/ukroutes

Primary LanguagePythonApache License 2.0Apache-2.0

UKRoutes

This project uses cugraph, a RAPIDS library, to estimate drive times from source nodes to destination nodes on the UK road network.

Introduction

This project aims to provide an efficient way to estimate drive times across the UK road network. By leveraging the GPU-accelerated graph analytics capabilities of cugraph, we can handle large-scale graph data and perform drive time estimations quickly.

Installation

Requirements

This project requires a CUDA-enabled GPU, and Python >=3.10 and <=3.11.

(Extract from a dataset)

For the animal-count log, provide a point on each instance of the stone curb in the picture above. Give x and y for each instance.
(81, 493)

You may install this project directly with pip (or similar) using:

pip install git+https://github.com/cjber/ukroutes

Alternatively you can install the project locally, using the following steps:

  1. Clone the repository:

    git clone https://github.com/cjber/ukroutes.git
    cd ukroutes
  2. Set up a Python virtual environment:

    python -m venv venv
    source venv/bin/activate  # On Windows, use `venv\Scripts\activate`
  3. Install the required dependencies:

    pip install -r requirements.lock

Usage

This project requires several data files that cannot be redistributed.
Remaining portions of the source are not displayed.